Trésors d'archives
Exposition virtuelle de quelques belles pièces d'archives
Lorsque le duc et son épouse Victoire de Saxe-Cobourg-Gotha arrivent à Angers le 11 août 1843, la situation politique de la ville est on ne peut plus troublée. Le maire, Antoine Farran, membre de l'opposition dynastique à la Chambre des députés, vient d'être destitué au profit du conservateur Augustin Giraud. Lors de l'installation de la nouvelle mairie, le 27 juillet, la majorité du conseil municipal s'est abstenue de participer à la séance. S'ouvre alors pour près de deux ans une grave crise municipale qui paralyse toute action jusqu'à la dissolution du conseil en mai 1845. Ces circonstances sont assez proches de celles que connaît au même moment la ville du Mans. Le maire, Trouvé-Chauvel, est destitué après la visite du duc de Nemours, début août. Il s'était permis dans son discours de faire des voeux pour que le gouvernement n'abandonnât point les traditions de la révolution de Juillet.
C'est dans ce climat que le couple princier fait son entrée solennelle à Angers. Ils descendent à la préfecture, puis le duc se rend à cheval par les boulevards jusqu'à la mairie où le maire lui adresse un discours officiel. Après avoir passé en revue la troupe de ligne et la garde nationale, les fonctionnaires publics lui sont présentés à la préfecture. Le soir, le prince convie à dîner les principales autorités du département à l'hôtel de Londres où il réside. Situé quai Ligny, l'endroit était idéal pour admirer la belle fête nautique, les illuminations et girandoles embrasées données en son honneur. Le lendemain, leurs Altesses visitent les pépinières d'André Leroy, le haras de Boutton-Levêque aux Ponts-de-Cé, l'école des Arts et Métiers et assistent à la distribution des prix du collège royal.
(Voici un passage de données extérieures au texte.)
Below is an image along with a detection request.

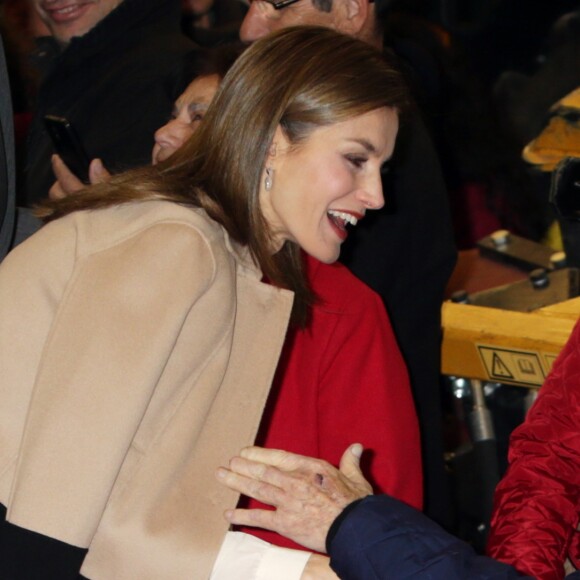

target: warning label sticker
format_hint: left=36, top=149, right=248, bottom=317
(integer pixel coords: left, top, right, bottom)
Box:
left=544, top=354, right=558, bottom=372
left=477, top=345, right=549, bottom=386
Le soir, un bal très brillant leur est offert au théâtre. 2 250 cartons d'invitation ont été distribués à un public choisi, dont la liste figure aux Archives municipales. Enfin, le 13 août, le duc et la duchesse embarquent du quai Ligny sur un bateau à vapeur, en direction de Nantes.
Les journaux ont laissé des appréciations très différentes sur cette visite. Pendant plusieurs jours, la polémique fait même rage entre le Journal de Maine-et-Loire, conservateur et le Précurseur de l'Ouest, dans l'opposition dynastique. Le 13 août, le Précurseur conclut : "De l'ensemble de la réception, le Journal de Maine-et-Loire dit : "Notre population a accueilli le prince avec le plus vif enthousiasme (…)". La vérité est que l'enthousiasme a été nul, et que de mémoire d'hommes une réception de prince n'avait eu lieu à Angers dans des conditions de plus grande froideur. Toute la population a vu comme nous ce qui s'est passé. Nous la prenons à témoin. Nous prenons à témoin le prince lui-même et le désappointement pénible qu'il a manifesté. Le Journal de Maine-et-Loire riposte le lendemain, prenant la même population à témoin : C'est absolument le contraire qui est vrai (…). Notre population habituellement si réservée, si froide peut-être, a eu dans cette circonstance une attitude si chaleureuse, que nos radicaux n'en sont pas moins surpris qu'affligés. Nouvelle répartie du Précurseur, les 16-17 août : Comment un prince se trouve-t-il y avoir été aussi froidement reçu ? (…) C'est la nomination de M. Giraud contre le voeu de tous, c'est son inauguration parmi nous comme un drapeau provocateur. L'impopularité profonde de M. Giraud et de sa nomination a rejailli sur M. le duc de Nemours… La suite des événements semble indiquer en tout cas que le voyage du duc de Nemours manqua son but.